Despite going to the Rose Bowl the previous year under Scott Tolzien, everyone seems to only remember Wilson. Of the three consecutive Rose Bowl teams, Wilson’s squad was easily the best. His poise and ability to both run and throw the football electrified the offense and captivated fans.
Since his departure, however, Wisconsin has been unable to fill the void. It’s been a revolving door ever since, with Danny O’Brien, Joel Stave and Curt Phillips all starting multiple games.
Stave has been the primary starter since the departure of Russell Wilson, but he has struggled mightily at times. Last season, Stave completed 61 percent of his passes and had a mediocre 22-13 touchdown-interception ratio. He was prone to wildly missing his receivers, be it overthrown or underthrown.

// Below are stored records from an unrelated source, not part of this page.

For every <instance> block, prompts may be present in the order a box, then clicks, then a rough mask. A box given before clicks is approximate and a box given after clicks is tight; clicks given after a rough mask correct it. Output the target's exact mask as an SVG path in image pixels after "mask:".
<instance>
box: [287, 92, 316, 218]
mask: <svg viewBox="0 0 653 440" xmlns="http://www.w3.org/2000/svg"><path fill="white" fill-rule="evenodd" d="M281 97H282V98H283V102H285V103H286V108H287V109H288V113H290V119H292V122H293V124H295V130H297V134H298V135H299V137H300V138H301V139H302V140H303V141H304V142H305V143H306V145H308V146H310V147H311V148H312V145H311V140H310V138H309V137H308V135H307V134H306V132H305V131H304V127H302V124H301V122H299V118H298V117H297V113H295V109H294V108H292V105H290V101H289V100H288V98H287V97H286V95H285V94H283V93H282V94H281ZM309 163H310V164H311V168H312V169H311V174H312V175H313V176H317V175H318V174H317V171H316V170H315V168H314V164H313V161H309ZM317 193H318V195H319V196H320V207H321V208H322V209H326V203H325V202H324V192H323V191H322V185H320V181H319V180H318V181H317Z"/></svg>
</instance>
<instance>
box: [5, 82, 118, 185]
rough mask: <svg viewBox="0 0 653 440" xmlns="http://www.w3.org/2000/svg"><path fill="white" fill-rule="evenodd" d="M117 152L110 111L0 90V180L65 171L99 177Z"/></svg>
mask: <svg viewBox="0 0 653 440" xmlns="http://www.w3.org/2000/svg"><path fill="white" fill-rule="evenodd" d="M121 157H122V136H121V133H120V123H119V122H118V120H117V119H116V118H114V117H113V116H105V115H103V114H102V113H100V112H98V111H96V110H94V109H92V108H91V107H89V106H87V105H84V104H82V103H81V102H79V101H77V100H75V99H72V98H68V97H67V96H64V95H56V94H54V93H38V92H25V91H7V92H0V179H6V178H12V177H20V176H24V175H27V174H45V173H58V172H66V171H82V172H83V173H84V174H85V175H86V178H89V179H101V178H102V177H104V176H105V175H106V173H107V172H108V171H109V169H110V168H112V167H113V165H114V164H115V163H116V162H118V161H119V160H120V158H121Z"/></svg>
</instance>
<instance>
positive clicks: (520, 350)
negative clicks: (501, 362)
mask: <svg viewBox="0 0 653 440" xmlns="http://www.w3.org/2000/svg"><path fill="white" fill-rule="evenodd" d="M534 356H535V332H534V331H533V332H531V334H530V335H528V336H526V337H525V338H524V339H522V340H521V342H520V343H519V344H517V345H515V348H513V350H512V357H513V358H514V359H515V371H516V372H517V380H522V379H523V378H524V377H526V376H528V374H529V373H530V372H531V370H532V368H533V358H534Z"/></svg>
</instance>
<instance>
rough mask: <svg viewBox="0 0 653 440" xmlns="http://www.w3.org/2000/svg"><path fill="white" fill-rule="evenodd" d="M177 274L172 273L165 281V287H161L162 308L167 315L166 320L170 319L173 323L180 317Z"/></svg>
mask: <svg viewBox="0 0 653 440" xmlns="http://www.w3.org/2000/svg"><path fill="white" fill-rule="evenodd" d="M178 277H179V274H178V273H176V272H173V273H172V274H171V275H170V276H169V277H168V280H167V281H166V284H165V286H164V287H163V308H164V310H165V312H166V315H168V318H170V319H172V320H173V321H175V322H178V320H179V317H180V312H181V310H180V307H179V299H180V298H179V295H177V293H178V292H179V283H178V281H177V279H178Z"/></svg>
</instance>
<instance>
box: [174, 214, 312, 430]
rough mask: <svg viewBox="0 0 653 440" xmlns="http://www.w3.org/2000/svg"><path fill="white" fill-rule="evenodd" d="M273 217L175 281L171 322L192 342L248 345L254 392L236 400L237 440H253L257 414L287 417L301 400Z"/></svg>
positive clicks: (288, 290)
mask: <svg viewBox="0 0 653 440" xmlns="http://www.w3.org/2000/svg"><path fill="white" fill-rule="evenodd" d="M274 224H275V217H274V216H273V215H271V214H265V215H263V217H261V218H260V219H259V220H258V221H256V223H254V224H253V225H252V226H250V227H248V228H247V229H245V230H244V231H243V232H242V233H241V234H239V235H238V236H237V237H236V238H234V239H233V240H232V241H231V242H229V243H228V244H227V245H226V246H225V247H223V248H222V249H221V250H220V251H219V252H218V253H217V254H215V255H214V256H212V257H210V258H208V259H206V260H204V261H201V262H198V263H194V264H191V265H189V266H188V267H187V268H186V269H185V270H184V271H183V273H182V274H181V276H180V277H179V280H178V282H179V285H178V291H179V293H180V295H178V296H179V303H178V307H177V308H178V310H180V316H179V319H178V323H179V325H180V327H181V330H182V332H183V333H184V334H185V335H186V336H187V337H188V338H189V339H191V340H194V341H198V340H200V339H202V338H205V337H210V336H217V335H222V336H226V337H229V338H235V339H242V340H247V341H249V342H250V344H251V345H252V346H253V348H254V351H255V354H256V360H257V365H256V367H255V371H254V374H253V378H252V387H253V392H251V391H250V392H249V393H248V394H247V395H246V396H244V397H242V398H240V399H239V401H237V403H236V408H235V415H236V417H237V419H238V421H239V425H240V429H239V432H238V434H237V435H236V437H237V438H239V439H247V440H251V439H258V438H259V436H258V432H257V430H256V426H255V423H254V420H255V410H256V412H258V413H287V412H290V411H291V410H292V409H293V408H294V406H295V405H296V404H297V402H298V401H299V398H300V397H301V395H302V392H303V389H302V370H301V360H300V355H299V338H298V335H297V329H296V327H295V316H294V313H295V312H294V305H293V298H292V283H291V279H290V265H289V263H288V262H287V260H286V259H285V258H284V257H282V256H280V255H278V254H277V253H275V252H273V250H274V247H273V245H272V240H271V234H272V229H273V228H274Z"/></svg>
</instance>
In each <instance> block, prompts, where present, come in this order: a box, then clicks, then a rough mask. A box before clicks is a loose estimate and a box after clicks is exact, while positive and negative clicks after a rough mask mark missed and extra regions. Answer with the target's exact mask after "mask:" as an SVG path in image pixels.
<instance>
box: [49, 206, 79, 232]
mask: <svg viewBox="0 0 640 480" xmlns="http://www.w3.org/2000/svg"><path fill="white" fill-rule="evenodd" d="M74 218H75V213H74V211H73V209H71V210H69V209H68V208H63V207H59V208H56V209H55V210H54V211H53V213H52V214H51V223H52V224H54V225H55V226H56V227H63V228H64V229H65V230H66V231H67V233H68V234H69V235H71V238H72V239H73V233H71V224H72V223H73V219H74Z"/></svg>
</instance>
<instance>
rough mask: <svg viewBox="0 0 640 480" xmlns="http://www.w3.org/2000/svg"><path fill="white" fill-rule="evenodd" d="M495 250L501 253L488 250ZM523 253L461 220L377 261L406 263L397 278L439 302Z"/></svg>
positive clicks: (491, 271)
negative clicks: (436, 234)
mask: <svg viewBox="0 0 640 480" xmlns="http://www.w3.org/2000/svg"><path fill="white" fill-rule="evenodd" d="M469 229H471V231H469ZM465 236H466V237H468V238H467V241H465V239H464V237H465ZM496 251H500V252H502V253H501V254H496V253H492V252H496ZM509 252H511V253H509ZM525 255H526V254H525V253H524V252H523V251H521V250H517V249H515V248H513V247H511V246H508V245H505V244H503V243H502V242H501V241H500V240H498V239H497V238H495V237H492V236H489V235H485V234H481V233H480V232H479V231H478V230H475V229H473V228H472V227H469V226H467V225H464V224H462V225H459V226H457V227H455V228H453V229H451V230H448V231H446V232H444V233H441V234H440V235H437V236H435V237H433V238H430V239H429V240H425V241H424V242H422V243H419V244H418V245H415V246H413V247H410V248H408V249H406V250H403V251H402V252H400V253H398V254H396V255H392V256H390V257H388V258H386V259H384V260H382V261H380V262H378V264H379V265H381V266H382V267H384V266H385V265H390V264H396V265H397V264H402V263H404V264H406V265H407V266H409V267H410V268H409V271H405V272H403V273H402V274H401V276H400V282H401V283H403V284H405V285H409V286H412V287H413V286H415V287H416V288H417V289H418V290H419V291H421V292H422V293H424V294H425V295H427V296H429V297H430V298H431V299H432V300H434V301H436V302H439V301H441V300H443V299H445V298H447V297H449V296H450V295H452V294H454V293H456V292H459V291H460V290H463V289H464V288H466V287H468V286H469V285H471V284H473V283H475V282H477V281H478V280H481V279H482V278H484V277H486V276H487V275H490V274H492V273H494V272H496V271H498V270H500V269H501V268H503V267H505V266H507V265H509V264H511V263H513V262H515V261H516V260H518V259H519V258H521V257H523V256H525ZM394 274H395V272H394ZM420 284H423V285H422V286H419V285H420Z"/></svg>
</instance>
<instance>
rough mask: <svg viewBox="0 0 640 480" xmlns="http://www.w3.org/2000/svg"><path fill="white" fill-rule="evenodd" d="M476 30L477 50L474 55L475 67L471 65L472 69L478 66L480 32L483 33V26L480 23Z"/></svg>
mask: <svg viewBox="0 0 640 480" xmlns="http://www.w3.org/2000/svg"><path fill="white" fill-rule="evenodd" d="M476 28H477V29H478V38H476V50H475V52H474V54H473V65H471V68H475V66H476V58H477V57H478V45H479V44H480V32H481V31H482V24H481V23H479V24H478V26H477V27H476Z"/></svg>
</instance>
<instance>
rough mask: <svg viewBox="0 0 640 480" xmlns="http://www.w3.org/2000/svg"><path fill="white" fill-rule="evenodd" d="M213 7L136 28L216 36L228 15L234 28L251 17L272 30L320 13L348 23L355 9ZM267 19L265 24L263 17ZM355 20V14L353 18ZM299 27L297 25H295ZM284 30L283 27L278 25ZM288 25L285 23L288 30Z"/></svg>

Additionally, Stave injured his shoulder during the Capital One Bowl in January and head coach Gary Andersen said during spring practice that it might not be healed yet. With Stave’s injury and inconsistency, the Badgers now have a full scale quarterback competition.
One of the candidates to win the starting job is true freshman D.J. Gillins. Though he may be a bit of a long shot—Bart Houston and Tanner McEvoy as well as Stave would be the current favorites—Gillins has a unique skill set that differentiates him from the other quarterbacks.
According to ESPN.com, Gillins runs a 4.87 40-yard dash and has a 35-inch vertical jump. Now quarterbacks don’t typically jump unless it’s vintage Tim Tebow, but it points to the athleticism of Gillins. He has a lanky build, standing 6’3” and weighing 185 pounds.
In high school, Gillins was a four-year starter and made Florida’s all-state team three times. He threw for over 2,000 yards in three seasons, and perhaps could have accomplished that all four years had he not torn his ACL in the opening game of his junior year.
A dual threat quarterback, Gillins finished his high school career with 7,271 passing yards and 76 touchdowns through the air. On the ground, he scrambled for 775 yards and 13 touchdowns.
His big arm and agility to escape the pocket made him a four-star recruit. Though he may not have the best chance at winning the starting job, he presents an interesting option to the coaching staff. Wisconsin could use Gillins in a variety of ways and expand the playbook. Even if he does not earn the job, Gillins’ athleticism could get him on the field with special packages to add a new dimension to UW’s offense.